Home News East Europe looks to western partners to avert bank crisis

East Europe looks to western partners to avert bank crisis

Published on 30/01/2009

BRUSSELS — Support is building in Europe’s richer western countries to help the banking systems in poorer eastern neighbours over fears that ripples from a crisis in the east could reach them too.

Austria is spearheading a campaign to orchestrate EU aid packages for eastern European banks — many of which are owned by western groups — that run into trouble as a result of the global financial crisis.

"In the past, Austria profited from being the hub for economic relations with eastern Europe," Chancellor Werner Faymann said after a cabinet meeting on Tuesday.

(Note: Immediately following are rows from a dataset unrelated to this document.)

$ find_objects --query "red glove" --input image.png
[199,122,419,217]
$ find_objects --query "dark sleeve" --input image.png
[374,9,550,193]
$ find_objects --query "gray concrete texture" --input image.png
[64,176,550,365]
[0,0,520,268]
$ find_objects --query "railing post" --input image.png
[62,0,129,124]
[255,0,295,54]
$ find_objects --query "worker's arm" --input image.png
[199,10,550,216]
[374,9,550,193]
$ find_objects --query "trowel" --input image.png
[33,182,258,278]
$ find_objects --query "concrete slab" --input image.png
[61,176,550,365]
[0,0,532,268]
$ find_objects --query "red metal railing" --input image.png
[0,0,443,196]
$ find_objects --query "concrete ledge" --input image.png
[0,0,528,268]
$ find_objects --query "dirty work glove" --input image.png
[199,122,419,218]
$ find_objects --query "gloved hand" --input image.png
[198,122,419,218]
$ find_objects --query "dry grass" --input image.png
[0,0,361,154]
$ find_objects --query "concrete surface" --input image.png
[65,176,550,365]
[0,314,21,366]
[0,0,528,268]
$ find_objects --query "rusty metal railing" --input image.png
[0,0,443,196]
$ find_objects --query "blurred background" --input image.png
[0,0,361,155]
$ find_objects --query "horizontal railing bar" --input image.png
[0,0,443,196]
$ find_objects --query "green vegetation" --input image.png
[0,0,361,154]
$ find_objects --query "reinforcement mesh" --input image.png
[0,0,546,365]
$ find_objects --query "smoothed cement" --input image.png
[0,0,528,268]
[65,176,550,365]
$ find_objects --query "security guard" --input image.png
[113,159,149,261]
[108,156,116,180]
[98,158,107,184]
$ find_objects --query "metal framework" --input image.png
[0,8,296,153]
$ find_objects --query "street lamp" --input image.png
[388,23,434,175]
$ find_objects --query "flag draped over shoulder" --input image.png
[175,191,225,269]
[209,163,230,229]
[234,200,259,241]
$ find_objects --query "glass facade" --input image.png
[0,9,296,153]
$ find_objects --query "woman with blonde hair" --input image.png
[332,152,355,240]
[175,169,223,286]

Austria had managed to notch up stronger growth than many of its EU neighbours "not least thanks to the dynamism of our exports to that region and to the banks that are involved there," Faymann said.

In times of recession, Austria should therefore "take the initiative and together with other EU countries and the International Monetary Fund (IMF) support individual countries in the region," he said.

German Chancellor Angela Merkel threw her support on Wednesday behind the Austrian initiative after talks in Berlin with Faymann, who was also to meet on Thursday his Czech counterpart Mirek Topolanek, holder of the EU’s presidency.

"We have a shared responsibility for central and eastern Europe," Merkel said.

She told a joint news conference that the region was a strong importer of Austrian and German products and underlined the importance of sending a "political signal" that western Europe would not leave it in the lurch.

Merkel cited the example of Hungary, which received a 20-billion-euro (27-billion-dollar) lifeline from the International Monetary Fund, the World Bank and the European Union in October.

Since the Hungarian bailout, the EU orchestrated a 7.5-billion-euro international loan package for Latvia to help the embattled Baltic country cope with a severe economic downturn.

Romania could be next in line with President Traian Basescu saying on public radio on Tuesday that Bucharest had contacted the European Commission about a loan for six to seven billion euros.

"I am not in favour of a loan from the IMF because we can get European money more cheaply," he said.

Eastern Europe is not only heavily dependent on richer western European countries to sell their exports to but also relies on increasingly rare western credit to grease the wheels of its economy.

Hungary and Latvia had to appeal to their international partners for support when foreign private sector credit dried up, provoking balance of payments crises in the two countries.

Much of the banking sector of eastern Europe is owned by western European banks, which raises the question of who should bail out their eastern subsidiaries when they run in trouble.

"In the last few years we have seriously increased financial integration in the EU, mainly to cross-boarder mergers," said the European Commission’s spokeswoman for monetary matters, Amelia Torres.

"This also implies a shared responsibility by the banks and their home countries in ensuring financial stability in the countries where those banks operate," she added.

The head of the European Bank for Reconstruction and Development, Thomas Mirow, argued earlier this week in favour of coordinated action to ward off the threat of a banking crisis in eastern Europe to the rest of the continent.

"The banking sector is crucial to the current crisis and to the region’s recovery," Mirow wrote in an opinion piece in the Financial Times on Monday.

"As a practical step, there must be close cooperation in addressing both regulatory concerns and providing financial support for parent banks and their subsidiaries in emerging Europe," he added.